Friday, February 22, 2008

How it really works ...

At Langley. A good post up at Larry Johnson's place, an excerpt from Mel Goodman's new book:

...

Myth Number One: The Central Intelligence Agency is the central intelligence organization in the intelligence community, which consists of 15 intelligence agencies and departments. This has always been a myth, although it was President Harry Truman’s intention to create centrality for the CIA. But the agency met with opposition from the Pentagon, which opposed the objective and balanced intelligence estimates and assessments of the CIA, as well as from the FBI, which did not want any competition in the field of counter-intelligence. Under the Bush administration, the CIA has been steadily weakened, with a director, Michael Hayden, who is a four-star general, and the creation of the post of director of national intelligence, currently Admiral Mike McConnell, who has taken charge of national intelligence estimates as well as the daily briefings of the president.

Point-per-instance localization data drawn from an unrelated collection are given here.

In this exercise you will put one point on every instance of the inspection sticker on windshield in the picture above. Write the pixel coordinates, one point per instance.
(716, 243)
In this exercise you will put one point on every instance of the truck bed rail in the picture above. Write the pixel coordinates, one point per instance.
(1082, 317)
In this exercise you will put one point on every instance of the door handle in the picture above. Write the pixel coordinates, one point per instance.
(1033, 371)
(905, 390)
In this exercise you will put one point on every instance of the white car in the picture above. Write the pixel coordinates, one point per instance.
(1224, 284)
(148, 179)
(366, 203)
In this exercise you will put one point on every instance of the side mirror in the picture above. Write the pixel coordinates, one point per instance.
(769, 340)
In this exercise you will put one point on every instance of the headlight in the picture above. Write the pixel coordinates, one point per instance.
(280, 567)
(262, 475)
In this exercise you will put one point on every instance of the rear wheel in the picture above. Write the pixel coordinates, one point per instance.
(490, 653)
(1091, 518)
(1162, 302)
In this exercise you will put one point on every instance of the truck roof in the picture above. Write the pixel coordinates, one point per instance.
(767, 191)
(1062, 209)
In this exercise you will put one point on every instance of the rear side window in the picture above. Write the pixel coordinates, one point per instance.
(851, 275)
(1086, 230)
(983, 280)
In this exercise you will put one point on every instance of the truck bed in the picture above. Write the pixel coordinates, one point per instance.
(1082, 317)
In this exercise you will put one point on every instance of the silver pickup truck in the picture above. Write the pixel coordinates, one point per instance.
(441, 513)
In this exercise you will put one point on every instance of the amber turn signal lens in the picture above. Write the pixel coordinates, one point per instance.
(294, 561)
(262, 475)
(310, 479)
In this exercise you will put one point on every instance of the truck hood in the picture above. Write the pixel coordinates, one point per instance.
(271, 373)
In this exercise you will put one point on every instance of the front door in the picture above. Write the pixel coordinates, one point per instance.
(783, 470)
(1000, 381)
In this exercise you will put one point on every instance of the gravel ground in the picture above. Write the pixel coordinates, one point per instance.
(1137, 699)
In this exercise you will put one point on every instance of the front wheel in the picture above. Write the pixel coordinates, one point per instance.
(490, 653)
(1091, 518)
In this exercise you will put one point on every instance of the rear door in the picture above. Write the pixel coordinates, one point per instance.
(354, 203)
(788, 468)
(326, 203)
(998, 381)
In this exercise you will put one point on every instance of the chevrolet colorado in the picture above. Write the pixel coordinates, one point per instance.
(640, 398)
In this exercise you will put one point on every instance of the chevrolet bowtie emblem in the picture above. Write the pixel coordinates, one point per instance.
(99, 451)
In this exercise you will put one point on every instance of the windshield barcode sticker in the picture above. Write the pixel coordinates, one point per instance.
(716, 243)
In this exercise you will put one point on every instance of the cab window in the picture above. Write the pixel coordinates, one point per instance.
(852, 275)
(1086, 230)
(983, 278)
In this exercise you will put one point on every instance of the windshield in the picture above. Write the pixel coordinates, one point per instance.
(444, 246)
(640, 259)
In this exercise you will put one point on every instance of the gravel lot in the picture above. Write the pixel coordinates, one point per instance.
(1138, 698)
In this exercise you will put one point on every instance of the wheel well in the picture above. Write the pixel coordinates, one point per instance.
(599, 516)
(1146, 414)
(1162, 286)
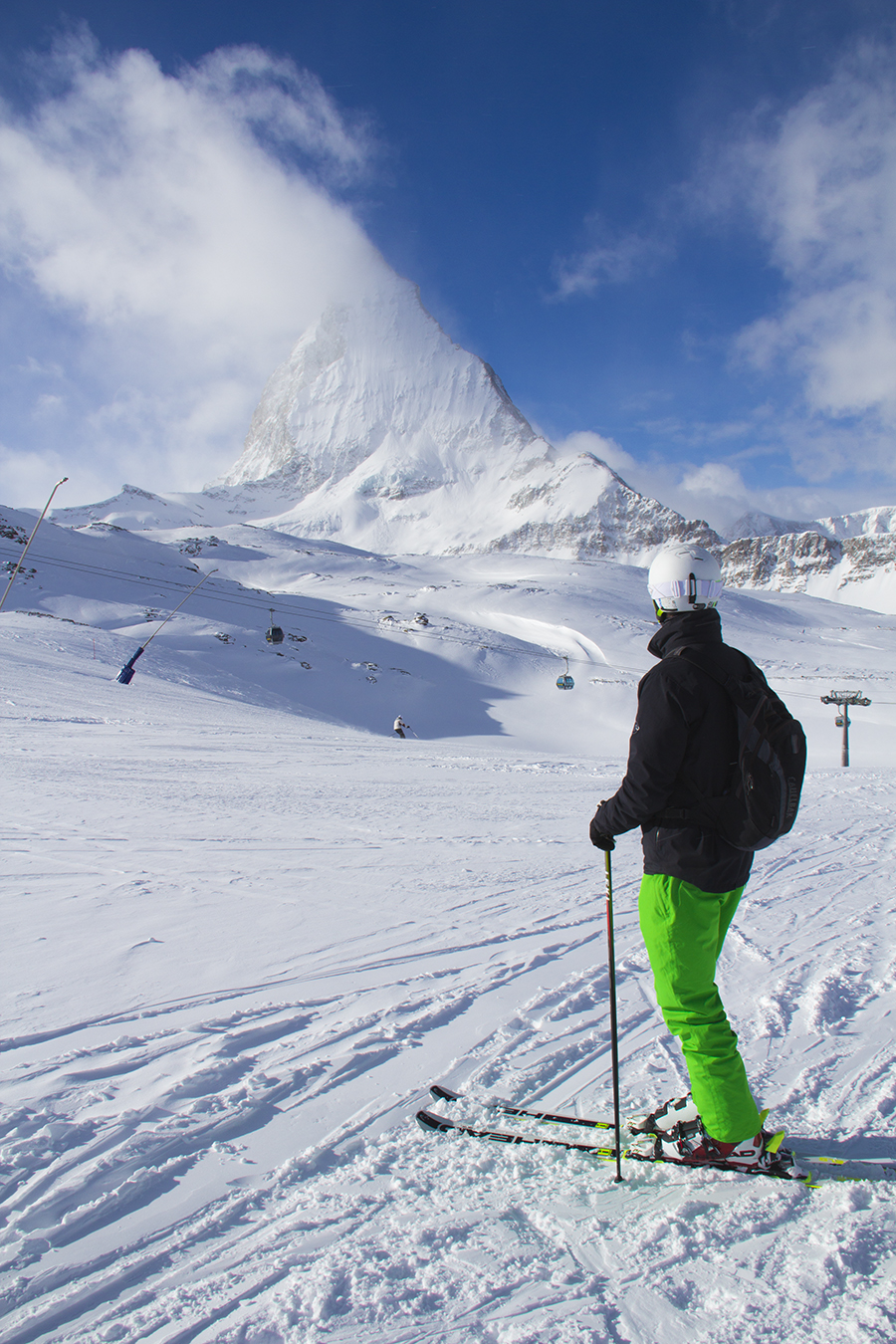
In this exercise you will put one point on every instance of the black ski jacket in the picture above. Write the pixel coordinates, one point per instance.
(684, 732)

By placing the position of the DNI in the hands of the military, the Bush administration has completed the militarization of the CIA and even the intelligence community itself, where active-duty and retired general officers run the Office of National Intelligence, the CIA, the National Counter-Terrorism Center, the National Security Agency, the National Geospatial Intelligence Agency, and the National Reconnaissance Office. The Pentagon is responsible for nearly 90% of all personnel in the intelligence community and 85% of the community’s $50 billion budget. The absence of an independent civilian counter to the power of military intelligence threatens civilian control of the decision to use military power and makes it more likely that intelligence will be tailored to suit the purposes of the Pentagon. This is exactly what President Truman wanted to prevent.

...


Everything the neocons have touched has gone to shit. We are not safer than we were on 10 Sept 2001, all we have is a bigger bureaucracy.

And an aside: You know, the more I read, the more I think Ike and Harry Truman were pretty smart guys.